When September rolled around, it was time to get grounded in my life. My feet ached as they continually tried to sprout roots deep in the earth, attempting to get me to stay in one place.
After a spring and summer of non-stop travel and a decade of never living in one place longer than a year, my body reflected that ache. As the late summer leaves started to look tired, I finally surrendered to my soul-level exhaustion that was coupled with deep craving for routine, for slowing down, and for home.
With the intention and true desire to stay put in NYC for a while, I took a good hard look at my life. I noted what had been neglected and what needed nourishment and tending to.
The plants in my apartment were a metaphor for my body. One good look at either of them and you could tell they were not in a healthy state. The spider mites and the yellowing leaves mirrored the dark circles under my eyes, the heaviness I felt, and my overall poor health.
My pothos plant in particular was dying at a rapid rate. I scrambled to stop it, but the leaves were practically jumping off of it every time I turned around. As a last resort I brought it to the Sill to see if they could save it. (Spoiler: it eventually died).
I flooded the woman behind the counter with questions about plant care and she gave me lots of good advice. As I was paying for the three new plants I bought, I briefly mentioned that I was going to repot them that afternoon.
She stopped what she was doing, looked me square in the eye, and told me something that I will never forget.
She said, “You cannot, under any circumstances, repot the new plants today.”
“Think about it,” she said. “These plants are moving to a brand new environment for the first time. They will need plenty of time to adjust. They need ample time to get a feel for the sun, the air, and to get comfortable. If you repot them immediately, if you don’t give them a chance to settle into their new lives before you force them to put down new roots, they will go into shock.”
My nervous laughter swiftly turned to silence as I realized that I had never given my plants time to adjust. I had never even considered that. I had always repotted them the moment I got home.

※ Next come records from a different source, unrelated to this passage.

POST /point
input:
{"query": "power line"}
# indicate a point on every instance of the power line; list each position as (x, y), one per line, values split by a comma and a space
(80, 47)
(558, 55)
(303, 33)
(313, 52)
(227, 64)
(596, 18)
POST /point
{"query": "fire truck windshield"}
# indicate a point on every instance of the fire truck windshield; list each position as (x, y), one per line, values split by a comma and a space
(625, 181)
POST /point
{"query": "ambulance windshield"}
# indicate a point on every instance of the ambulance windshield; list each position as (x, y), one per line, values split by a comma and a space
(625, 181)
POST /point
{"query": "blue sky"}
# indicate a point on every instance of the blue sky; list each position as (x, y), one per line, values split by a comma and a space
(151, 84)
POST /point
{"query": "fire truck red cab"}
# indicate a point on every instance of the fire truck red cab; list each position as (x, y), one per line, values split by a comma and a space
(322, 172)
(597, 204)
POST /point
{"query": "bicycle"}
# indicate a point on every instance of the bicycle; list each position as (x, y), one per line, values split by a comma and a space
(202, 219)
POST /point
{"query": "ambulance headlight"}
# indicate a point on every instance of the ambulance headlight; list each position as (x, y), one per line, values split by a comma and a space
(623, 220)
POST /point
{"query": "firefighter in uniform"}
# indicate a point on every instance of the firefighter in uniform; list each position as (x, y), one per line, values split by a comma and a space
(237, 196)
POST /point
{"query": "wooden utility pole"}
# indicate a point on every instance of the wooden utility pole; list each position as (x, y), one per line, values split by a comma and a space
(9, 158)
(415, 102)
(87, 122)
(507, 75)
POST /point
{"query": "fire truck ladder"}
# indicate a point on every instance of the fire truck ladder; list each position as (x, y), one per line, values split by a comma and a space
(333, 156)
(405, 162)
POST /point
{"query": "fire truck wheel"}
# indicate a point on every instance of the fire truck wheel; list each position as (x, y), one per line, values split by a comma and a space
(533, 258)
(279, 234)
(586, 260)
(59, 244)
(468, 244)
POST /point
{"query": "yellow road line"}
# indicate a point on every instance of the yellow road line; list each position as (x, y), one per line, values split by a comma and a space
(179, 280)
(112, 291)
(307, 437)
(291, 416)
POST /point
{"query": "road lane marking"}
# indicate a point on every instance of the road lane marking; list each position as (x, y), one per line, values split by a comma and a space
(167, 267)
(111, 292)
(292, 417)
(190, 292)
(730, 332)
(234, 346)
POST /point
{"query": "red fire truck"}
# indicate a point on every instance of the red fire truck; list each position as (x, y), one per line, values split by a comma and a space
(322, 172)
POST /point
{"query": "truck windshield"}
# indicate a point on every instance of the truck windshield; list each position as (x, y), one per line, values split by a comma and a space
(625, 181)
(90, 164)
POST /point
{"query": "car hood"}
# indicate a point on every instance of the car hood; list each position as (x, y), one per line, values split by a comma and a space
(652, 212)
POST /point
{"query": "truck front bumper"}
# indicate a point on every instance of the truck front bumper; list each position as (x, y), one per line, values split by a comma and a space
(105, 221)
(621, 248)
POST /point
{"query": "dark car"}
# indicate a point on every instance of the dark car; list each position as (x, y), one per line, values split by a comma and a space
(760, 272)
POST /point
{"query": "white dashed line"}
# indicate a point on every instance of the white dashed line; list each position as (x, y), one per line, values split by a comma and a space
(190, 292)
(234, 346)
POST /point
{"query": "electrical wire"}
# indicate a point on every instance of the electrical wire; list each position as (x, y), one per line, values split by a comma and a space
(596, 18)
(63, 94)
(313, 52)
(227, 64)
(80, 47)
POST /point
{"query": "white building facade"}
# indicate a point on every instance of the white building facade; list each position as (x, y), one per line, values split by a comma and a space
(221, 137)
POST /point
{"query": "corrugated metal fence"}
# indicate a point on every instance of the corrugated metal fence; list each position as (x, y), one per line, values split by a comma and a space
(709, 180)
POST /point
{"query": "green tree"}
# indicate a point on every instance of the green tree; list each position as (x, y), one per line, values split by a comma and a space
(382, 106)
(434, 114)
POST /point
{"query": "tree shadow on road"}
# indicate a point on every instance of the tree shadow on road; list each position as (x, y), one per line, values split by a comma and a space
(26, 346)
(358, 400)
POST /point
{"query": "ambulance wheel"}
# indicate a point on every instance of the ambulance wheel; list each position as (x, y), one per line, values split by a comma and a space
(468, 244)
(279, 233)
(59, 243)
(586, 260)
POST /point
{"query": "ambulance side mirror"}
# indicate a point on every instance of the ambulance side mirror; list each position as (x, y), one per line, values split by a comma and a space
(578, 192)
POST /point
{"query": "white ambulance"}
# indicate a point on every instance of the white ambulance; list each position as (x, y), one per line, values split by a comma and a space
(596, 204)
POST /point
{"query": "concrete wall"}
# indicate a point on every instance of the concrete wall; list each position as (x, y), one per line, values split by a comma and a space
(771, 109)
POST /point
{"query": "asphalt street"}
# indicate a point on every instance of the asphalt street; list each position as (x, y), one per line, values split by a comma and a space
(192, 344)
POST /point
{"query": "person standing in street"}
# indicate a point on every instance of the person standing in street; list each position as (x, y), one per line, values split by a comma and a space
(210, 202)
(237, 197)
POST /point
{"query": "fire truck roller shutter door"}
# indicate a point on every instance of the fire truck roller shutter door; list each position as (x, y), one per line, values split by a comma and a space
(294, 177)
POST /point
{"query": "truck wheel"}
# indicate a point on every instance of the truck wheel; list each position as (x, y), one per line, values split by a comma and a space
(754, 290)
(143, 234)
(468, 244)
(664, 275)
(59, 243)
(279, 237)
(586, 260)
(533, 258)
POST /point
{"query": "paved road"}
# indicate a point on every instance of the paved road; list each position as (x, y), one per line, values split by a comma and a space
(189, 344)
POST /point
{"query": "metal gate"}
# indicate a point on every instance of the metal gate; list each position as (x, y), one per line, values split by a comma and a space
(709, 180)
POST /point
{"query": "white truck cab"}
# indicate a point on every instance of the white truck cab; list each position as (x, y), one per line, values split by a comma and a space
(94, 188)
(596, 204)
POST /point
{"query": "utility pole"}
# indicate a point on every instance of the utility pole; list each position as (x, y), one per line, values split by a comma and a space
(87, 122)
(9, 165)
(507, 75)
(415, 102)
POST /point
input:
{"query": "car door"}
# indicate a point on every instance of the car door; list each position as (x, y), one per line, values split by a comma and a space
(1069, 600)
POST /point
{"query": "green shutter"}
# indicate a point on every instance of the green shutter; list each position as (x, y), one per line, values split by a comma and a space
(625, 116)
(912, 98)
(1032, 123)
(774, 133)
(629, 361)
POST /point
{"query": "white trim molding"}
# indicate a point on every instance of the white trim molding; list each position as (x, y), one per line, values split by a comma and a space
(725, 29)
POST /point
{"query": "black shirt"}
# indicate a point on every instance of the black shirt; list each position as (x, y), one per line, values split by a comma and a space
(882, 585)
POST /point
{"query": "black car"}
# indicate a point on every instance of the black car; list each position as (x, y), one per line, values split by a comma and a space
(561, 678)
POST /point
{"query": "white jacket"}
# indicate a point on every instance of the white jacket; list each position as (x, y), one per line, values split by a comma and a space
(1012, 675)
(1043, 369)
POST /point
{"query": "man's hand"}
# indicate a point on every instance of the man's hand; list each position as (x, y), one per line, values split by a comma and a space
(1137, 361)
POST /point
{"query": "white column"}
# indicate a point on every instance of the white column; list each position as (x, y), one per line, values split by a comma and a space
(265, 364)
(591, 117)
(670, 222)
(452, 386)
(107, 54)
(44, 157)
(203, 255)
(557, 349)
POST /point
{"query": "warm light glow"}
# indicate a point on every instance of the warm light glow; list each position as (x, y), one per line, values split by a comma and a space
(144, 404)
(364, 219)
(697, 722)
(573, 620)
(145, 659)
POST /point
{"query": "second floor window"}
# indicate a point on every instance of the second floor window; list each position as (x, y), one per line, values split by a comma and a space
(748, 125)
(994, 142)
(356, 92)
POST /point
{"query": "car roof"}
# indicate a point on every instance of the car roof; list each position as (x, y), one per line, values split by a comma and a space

It all hit me hard on my walk home.
Not only had I never given that grace to my plants, I’ve never given myself time or space to adjust to a new space, city, country or experience. I have always hit the ground running and expected myself to be okay with the sudden change. And when I wasn’t instantly adjusted to my new environment, I would beat myself up about it.
Maybe my system has been in shock the last 10 years, moving from place to place never giving myself the gentle and loving spaciousness it needed to adjust. Always being hard on myself if I didn't immediately feel like my full self upon arrival.
When I moved into my apartment in NYC last June 2021, I did not give myself any time to settle in. I could have taken two weeks to rest and to carefully curate my apartment, to wander the streets, delicately blinking open my eyes to give them time to adjust to my surroundings.
But instead, I did what my habit has always been. I immediately started moving and jumped right into it. Of course, I had quiet days and nights in my apartment, mornings full of solo journaling and coffee, but I had so many events. I was always going, going, going, all year long, rushing from one thing to the next. I got so used to being resilient and rolling with the punches, that I forgot to nourish myself.
Last July 2021, my body had given me gentle whispers to slow down and to take time to adjust to my new life. Come September 2022, after ignoring those whispers all year, no wonder it felt like my body was screaming at me.
I am finally listening. I am taking baby steps as I learn how to water the ground where my feet are planted. And sure, I am stumbling around a bit and there are growing pains, but let me tell you, my plants look healthier than ever.